Syllabus for CS:5630 Spring 2017

Course Title: Cloud Computing Technologies

Lectures: 11:00A - 12:15P TTh C121 PBB

Instructor: Ted Herman (ted-herman@uiowa.edu, office 201M MacLean Hall, 335-2833, Office Hours Tuesday & Thursday 10am-11am, Friday 11am-noon, and by appointment)

Teaching Assistant: Farley Lai (farley-lai@uiowa.edu, office 101N MacLean Hall, Office Hours Wednesday 2pm-3:30 and Thursday 12:30pm-2:00)

Department Chair: The DEO of Computer Science is Professor Alberto Segre, whose office is room 14G, MacLean Hall.

Topic Plan for Semester

  1. Introduction to theory of parallel computing. It's possible to extend the RAM model used for teaching algorithms to a multiprocessor model PRAM which has as many processors as we like all running at precisely the same rate sharing a common memory. Unrealistic, but a good start to imagining what is possible in an ideal parallel computing world.
  2. Asynchronous parallel computing. What happens when processes share a common memory space, but do not all run at the same speed? Less than ideal, but more realistic, and resembling common multicore architectures.
  3. Message-passing, asynchronous parallel computing. What if the processes do not share a common memory, but instead can send each other messages? This situation resembles a cluster of computers on a local area network.
  4. Special purpose architectures for parallel computing. The most practical example today is found in multicore GPUs.
  5. Software for a cluster of computers: the MPI package (popular in some research institutions with numerical-type algorithm needs); this software is typically used in "high performance computing" applications.
  6. Alternative software or a cluster of computers: non-MPI approaches.
  7. Functional programming and parallel computing: a sequence of vector operations can be expressed as the composition of functions, and this can be parallelized by familiar ideas.
  8. The MapReduce paradigm and the Hadoop implementation of MapReduce.
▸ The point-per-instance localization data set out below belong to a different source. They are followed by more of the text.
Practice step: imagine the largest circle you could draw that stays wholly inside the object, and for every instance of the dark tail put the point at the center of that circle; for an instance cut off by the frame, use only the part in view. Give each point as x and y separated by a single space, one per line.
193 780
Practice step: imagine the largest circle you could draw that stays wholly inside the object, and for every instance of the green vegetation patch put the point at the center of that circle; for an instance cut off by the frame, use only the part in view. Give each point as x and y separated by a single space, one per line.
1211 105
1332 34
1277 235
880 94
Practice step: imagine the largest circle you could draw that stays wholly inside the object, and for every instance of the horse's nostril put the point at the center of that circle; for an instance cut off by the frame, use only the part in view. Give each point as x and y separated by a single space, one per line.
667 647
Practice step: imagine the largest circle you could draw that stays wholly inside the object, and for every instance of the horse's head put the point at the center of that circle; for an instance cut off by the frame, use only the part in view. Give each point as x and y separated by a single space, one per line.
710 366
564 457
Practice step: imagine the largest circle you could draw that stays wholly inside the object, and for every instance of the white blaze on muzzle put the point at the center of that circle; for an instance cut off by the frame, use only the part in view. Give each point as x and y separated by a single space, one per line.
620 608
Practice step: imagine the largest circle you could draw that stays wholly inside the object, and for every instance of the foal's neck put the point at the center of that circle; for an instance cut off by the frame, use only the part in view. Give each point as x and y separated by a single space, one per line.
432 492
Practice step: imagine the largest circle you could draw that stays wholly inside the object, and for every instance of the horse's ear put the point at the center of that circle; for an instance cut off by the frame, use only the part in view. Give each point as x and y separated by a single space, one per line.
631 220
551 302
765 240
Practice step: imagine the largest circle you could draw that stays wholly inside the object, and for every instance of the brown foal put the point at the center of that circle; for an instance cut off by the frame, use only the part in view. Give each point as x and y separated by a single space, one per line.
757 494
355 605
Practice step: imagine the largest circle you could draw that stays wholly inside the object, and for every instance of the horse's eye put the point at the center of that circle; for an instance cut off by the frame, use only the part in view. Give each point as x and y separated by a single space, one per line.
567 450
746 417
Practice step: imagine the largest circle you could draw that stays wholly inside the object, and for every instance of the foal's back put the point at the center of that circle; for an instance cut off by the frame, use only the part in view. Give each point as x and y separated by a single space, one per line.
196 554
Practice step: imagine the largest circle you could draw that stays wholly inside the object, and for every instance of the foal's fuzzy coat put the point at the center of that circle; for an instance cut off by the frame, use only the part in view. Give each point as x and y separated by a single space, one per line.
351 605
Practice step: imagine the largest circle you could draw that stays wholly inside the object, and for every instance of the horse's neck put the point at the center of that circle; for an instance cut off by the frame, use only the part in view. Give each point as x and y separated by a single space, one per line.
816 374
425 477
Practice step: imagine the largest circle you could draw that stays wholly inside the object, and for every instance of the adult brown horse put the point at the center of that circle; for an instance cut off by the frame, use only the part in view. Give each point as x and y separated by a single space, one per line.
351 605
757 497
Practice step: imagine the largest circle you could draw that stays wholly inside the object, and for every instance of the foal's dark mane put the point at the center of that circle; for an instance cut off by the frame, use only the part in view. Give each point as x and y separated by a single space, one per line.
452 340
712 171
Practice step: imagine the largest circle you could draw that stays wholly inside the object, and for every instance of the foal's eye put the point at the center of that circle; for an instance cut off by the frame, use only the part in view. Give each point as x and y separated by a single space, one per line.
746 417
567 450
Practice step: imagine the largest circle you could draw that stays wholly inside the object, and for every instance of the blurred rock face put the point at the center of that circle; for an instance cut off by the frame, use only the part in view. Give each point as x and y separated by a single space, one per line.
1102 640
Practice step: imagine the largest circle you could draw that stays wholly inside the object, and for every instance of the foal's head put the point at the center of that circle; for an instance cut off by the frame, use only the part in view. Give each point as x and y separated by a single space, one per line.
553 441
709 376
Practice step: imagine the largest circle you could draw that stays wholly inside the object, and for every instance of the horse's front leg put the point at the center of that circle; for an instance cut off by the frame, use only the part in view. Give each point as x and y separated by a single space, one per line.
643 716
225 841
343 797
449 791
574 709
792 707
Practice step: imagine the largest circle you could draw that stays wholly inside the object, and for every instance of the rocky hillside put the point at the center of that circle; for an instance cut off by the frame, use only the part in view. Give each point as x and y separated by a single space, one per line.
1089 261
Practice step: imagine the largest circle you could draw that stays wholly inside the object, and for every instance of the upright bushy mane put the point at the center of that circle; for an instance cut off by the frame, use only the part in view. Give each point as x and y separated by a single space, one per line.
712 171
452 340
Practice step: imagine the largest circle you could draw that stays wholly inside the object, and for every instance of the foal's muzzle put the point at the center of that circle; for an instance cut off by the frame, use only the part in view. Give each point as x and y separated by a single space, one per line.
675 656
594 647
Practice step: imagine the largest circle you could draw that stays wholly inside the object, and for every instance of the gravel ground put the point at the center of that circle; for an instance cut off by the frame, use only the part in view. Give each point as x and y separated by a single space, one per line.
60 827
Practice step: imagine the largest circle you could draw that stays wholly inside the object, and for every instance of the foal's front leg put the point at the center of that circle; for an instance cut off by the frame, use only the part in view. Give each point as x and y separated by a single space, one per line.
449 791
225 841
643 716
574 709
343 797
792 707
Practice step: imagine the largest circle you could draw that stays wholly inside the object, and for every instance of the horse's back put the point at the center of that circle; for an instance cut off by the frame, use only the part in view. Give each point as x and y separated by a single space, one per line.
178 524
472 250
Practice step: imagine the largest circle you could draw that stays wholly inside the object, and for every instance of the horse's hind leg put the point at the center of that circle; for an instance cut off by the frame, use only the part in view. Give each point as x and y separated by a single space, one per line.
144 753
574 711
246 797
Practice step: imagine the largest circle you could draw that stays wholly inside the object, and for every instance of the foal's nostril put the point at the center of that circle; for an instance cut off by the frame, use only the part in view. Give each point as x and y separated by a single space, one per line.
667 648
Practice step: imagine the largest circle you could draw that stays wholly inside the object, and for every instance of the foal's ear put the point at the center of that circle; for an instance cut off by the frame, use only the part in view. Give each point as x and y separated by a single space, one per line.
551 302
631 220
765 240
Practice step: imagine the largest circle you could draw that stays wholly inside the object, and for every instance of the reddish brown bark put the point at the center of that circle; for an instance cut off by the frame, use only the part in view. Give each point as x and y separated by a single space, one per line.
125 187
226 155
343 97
  9. Needs of Big Data and the impact of databases. One attraction of the cloud is the potential to hold a vast amount of data, which needs to be organized for scalability of applications, reliability and accessibility. This is a rich topic which could take up an entire semester itself, so much as been researched and done in this area.
  10. The Spark framework for cloud and cluster programming.
  11. Infrastructure topics. Selected parts and looking "under the hood" of how cloud is implemented. Virtual machines, containers, specialized file systems, worries about continuous operation in the face of flaky network behavior, optimization. And there are other applications which we find in cloud computing: databases, caching subsystems, machine learning, streaming content, social networks, and more which influence the current infrastructure of the cloud.

    Following topics start with software most related to MapReduce and Spark, then expand to other parts of cloud infrastructure.

    1. Numbers everyone should know, performance and memory.
    2. Clusters, Data Centers, Content Delivery Networks, operating distributed systems.
    3. Google File System, the Hadoop File System, and Resilient Distributed Datasets.
    4. Replicated Databases and Distributed Transactions.
    5. Consensus, Atomic Broadcast, and the CAP Theorem.
    6. SQL vs NoSQL, ACID vs BASE
    7. BigTable, Dynamo, Cassandra, and column-store databases.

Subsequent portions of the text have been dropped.